The Printed Blog is just that: A collection of user-generated content — mostly stuff that’s bloggers voluntarily give to a guy named Joshua Karp — printed on good old-fashioned paper. Karp, the publisher and founder, sells an ad or two to go with it and then distributes the whole thing free at newspaper-style boxes around Chicago.
That’s the front-page of the first edition, which debuted on Jan. 27, 2009.
These editions were eight pages long. The ad stack is down in the corner.
They don’t pay for the content. I’m not sure if Karp is paying the editors. The bios of the staff (you can read about them in the first edition [PDF]) indicated there’s lots of college students in their senior year or people who write blogs full-time. The publisher — Karp — used to run a software company.
Here’s their blurb:
“The selection of content in The Printed Blog is based solely on the votes of readers and their geographic location. In such a way, The Printed Blog revolts against the top-down, 'one size fits all' model of newsprint, as we know it.
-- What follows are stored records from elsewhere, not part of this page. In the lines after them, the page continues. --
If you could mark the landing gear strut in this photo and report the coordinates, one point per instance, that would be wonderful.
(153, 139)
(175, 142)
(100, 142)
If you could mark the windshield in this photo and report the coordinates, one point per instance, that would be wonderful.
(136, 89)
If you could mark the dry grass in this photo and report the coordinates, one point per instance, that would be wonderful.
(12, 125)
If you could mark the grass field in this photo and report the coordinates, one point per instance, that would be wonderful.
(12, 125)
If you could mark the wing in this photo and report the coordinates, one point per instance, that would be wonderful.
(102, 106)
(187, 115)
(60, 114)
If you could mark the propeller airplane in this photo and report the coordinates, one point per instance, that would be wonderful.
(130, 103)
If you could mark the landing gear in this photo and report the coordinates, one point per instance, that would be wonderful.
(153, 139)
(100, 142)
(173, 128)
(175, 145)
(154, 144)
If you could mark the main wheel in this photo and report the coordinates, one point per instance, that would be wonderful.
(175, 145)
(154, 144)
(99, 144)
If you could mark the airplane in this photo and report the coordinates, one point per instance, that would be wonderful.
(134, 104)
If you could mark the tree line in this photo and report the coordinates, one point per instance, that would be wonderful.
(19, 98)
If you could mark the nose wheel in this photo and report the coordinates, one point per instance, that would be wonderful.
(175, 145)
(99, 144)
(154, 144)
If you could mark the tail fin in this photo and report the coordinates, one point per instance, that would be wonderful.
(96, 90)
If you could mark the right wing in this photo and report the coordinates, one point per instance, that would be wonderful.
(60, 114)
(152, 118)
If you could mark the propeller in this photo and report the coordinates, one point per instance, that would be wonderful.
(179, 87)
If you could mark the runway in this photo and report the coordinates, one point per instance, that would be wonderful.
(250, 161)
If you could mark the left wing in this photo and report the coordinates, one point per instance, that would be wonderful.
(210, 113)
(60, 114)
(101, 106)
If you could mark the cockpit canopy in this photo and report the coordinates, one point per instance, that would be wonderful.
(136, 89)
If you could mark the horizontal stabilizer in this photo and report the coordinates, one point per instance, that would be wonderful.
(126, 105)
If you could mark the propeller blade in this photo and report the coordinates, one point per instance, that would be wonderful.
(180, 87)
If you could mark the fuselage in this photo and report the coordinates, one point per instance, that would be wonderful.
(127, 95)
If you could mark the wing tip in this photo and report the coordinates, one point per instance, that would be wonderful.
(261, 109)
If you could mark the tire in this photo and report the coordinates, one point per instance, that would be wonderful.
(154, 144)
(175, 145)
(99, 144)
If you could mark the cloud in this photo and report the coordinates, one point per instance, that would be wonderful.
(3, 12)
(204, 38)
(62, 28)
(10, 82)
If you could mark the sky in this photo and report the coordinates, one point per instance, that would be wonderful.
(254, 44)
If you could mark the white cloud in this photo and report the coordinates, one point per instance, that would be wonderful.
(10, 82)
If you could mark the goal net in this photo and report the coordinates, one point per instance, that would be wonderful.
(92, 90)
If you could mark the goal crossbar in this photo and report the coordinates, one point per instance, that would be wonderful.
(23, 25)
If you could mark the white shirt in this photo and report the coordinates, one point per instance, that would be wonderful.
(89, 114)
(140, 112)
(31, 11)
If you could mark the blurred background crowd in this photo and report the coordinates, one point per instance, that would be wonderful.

Instead of one paper serving hundreds of thousands of people, as is often the case, The Printed Blog publishes hundreds or even thousands of highly-localized editions based on what a community declares is important to them. The papers are distributed to neighborhood pickup points in A.M. and P.M. editions, and will incorporate rapid turnaround reader comments.”
My thoughts:
- The challenge for every editor is finite space. Newsprint space costs money. And that means The Printed Blog is going to have to make choices. If you want to pay the bills doing this, you have to be really good at making those choices. Believe me, that’s not easy.
- You get what you pay for. The New York Times this is not — but it’s neither intending to be that nor is it intending to supplant the Times (or, in this case, The Chicago Tribune.) In fact, though it’s still in beta, it looks more like a weekly magazine. Now many daily newspapers often have a kind of ideas and issues section inside their paper either everyday or once a week which provides this kind of reader experience. The Printed Word is suggesting that letting users decide what goes in will produce better results than letting professional editors guide the content. We'll see.
Technorati Tags: journalism, blogs
Wow, those are awfully short pieces, and they barely hang together as a coherent whole, for some reason (probably another one of those editing things that no one notices until it's gone…)
It's an interesting idea, but it could be done an awful lot better, it seems. People do blog about news, too.
Graphically, and I have been known to do this sort of thing for money — it looks like the kind of bric-a-brac visual onslaught that only a blogger could love… and those ads disappeared after issue #1. It's garish. Is this really what they think people are looking for in daily print media these days?
I think the advantages print has over screen is that you can slow down with it. Paper is nicer to read, people will tolerate much longer articles – they'll have a coffee, they'll soak in the letters. This really -is- a printed blog, and most blogs aren't very good anyway… and I'm sure they're running in to the horrible price of twice-daily distribution of full-colour physical media — it ain't cheap, and it definitely isn't profitable, so I don't know what kind of crazy people they've convinced to burn money on this when money's doing a really great job of burning itself in Chicago and the rest of the US.
So uh… interesting idea, interesting that they got some funding, but I don't think anyone's going to remember them by September.